问题描述
我有如下列表[N]
val check = List ("a","b","c","d")
其中 N 可以是任意数量的元素.
where N can be any number of elements.
我有一个 dataframe
,只有一个名为value"的列.根据值的内容,我需要创建 N 列,列名作为列表中的元素,列内容作为 substring(x,y)
I have a dataframe
with only column called "value". Based on the contents of value i need to create N columns with column names as elements in the list and column contents as substring(x,y)
我尝试了所有可能的方法,例如 withColumn
、selectExpr
,但没有任何效果.请考虑 substring(X,Y)
其中 X 和 Y 是基于某些元数据的一些数字
I have tried all possible ways, like withColumn
, selectExpr
, nothing works.Please consider substring(X,Y)

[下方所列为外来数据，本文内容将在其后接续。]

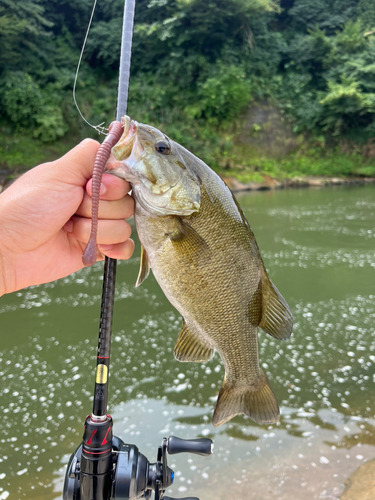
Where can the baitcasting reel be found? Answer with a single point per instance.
(125, 474)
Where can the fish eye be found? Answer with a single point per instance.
(163, 147)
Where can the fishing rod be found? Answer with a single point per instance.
(103, 467)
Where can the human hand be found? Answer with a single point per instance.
(45, 220)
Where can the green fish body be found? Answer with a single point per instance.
(205, 258)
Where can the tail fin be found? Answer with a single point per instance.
(256, 401)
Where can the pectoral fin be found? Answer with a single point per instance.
(144, 269)
(191, 347)
(189, 242)
(277, 319)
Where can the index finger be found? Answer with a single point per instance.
(112, 187)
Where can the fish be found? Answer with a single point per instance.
(202, 251)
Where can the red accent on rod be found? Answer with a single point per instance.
(105, 437)
(92, 435)
(97, 452)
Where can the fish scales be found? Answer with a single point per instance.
(205, 258)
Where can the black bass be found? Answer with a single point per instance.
(203, 254)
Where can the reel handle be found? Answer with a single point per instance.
(202, 446)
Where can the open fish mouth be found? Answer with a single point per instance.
(122, 150)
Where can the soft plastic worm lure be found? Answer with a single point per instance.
(114, 133)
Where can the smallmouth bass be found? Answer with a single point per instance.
(204, 255)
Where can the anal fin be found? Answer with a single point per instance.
(256, 401)
(144, 269)
(277, 319)
(191, 347)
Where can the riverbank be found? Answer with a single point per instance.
(295, 182)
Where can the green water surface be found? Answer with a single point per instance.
(319, 248)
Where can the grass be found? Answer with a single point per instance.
(19, 153)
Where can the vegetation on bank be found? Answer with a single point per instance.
(196, 66)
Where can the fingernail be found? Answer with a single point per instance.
(105, 248)
(68, 227)
(103, 189)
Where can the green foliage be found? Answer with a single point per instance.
(195, 67)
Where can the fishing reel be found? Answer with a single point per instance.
(126, 474)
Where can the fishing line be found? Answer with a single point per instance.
(99, 128)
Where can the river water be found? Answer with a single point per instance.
(319, 248)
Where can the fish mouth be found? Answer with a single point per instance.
(122, 150)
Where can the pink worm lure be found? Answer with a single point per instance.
(114, 133)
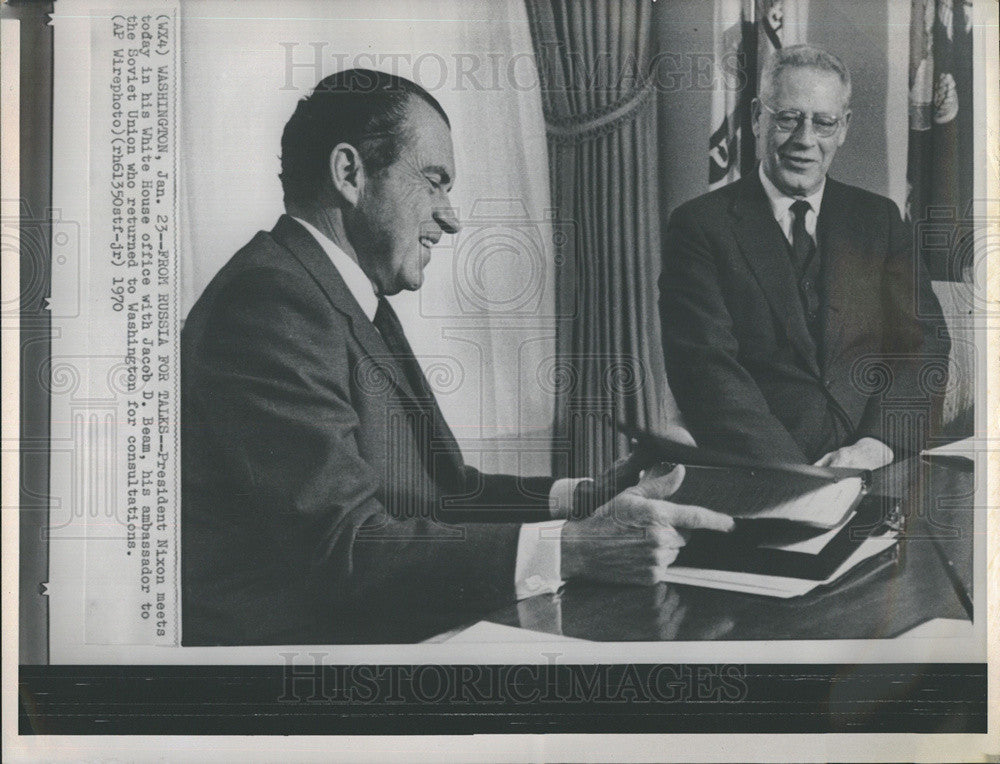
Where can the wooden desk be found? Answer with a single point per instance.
(881, 598)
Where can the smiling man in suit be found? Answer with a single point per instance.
(325, 499)
(793, 306)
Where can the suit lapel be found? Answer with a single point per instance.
(765, 250)
(837, 234)
(308, 252)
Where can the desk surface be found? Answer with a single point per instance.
(930, 577)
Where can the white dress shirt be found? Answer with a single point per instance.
(781, 205)
(537, 565)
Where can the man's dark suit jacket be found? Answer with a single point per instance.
(740, 359)
(307, 486)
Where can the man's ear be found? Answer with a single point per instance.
(347, 172)
(843, 133)
(755, 116)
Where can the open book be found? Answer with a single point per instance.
(795, 521)
(820, 497)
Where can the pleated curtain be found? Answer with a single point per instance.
(600, 112)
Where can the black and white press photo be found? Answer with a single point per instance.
(423, 367)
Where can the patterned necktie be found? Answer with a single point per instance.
(443, 440)
(807, 267)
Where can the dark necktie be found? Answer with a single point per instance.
(807, 267)
(442, 439)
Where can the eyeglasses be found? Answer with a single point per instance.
(788, 120)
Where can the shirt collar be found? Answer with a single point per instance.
(358, 284)
(781, 203)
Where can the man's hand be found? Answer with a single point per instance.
(637, 534)
(867, 454)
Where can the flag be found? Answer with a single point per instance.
(747, 32)
(731, 92)
(940, 161)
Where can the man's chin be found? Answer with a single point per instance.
(796, 183)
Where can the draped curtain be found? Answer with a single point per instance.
(600, 112)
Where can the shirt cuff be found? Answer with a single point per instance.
(538, 564)
(561, 497)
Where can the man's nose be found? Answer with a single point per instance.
(805, 131)
(447, 218)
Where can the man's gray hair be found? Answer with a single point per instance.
(802, 56)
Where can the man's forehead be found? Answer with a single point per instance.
(429, 126)
(809, 79)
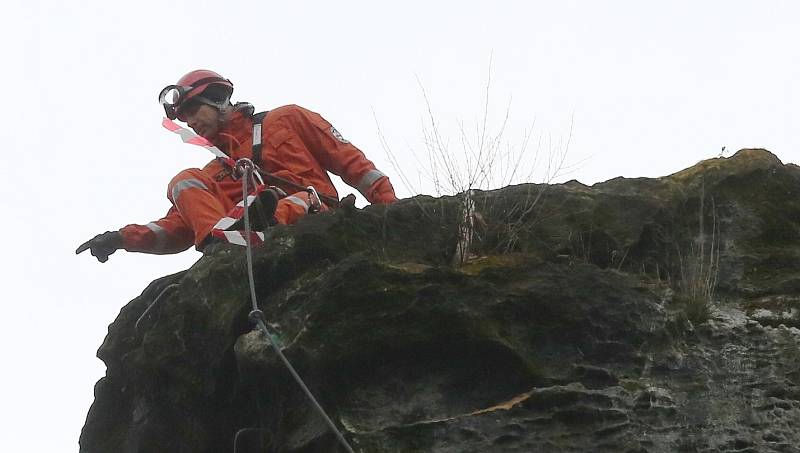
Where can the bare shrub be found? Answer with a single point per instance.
(483, 160)
(699, 265)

where X and Y as some numbers based on some metadata
以下是我尝试过的不同代码,但都没有效果,
Below are my different codes which I tried, but none worked,
val df = sqlContext.read.text("xxxxx")
val coder: (String => String) = (arg: String) => {
val param = "NULL"
if (arg.length() > Y )
arg.substring(X,Y)
else
val sqlfunc = udf(coder)
val check = List ("a","b","c","d")
for (name <- check){val testDF2 = df.withColumn(name, sqlfunc(df("value")))}
testDF2 只有最后一列 d,其他列如 a,b,c 没有添加到表中
testDF2 has only last column d and other columns such as a,b,c are not added in table
var z:Array[String] = new Array[String](check.size)
var i=0
for ( x <- check ) {
if ( (i+1) == check.size) {
z(i) = s""""substring(a.value,X,Y) as $x""""
i = i+1}
else{
z(i) = s""""substring(a.value,X,Y) as $x","""
i = i+1}}
val zz = z.mkString(" ")
df.alias("a").selectExpr(s"$zz").show()
这会引发错误
请帮助如何在DF中动态添加列,列名作为List中的元素
Please help how to add columns in DF dynamically with column names as elements in List
我期待像下面这样的 Df
I am expecting an Df like below
-----------------------------
Value| a | b | c | d | .... N
-----------------------------
|xxx|xxx|xxx|xxx|xxx|xxxxxx-
|xxx|xxx|xxx|xxx|xxx|xxxxxx-
|xxx|xxx|xxx|xxx|xxx|xxxxxx-
-----------------------------
推荐答案
您可以使用例如 this user6910411 对类似问题的回答(有关更多可能性,请参阅她/他的完整答案):
you can dynamically add columns from your list using for instance this answer by user6910411 to a similar question (see her/his full answer for more possibilities):
val newDF = check.foldLeft()((df, name) => df.withColumn(name,$"value"))
这篇关于在数据框中动态添加列,列名作为列表中的元素的文章就介绍到这了,希望我们推荐的答案对大家有所帮助,也希望大家多多支持!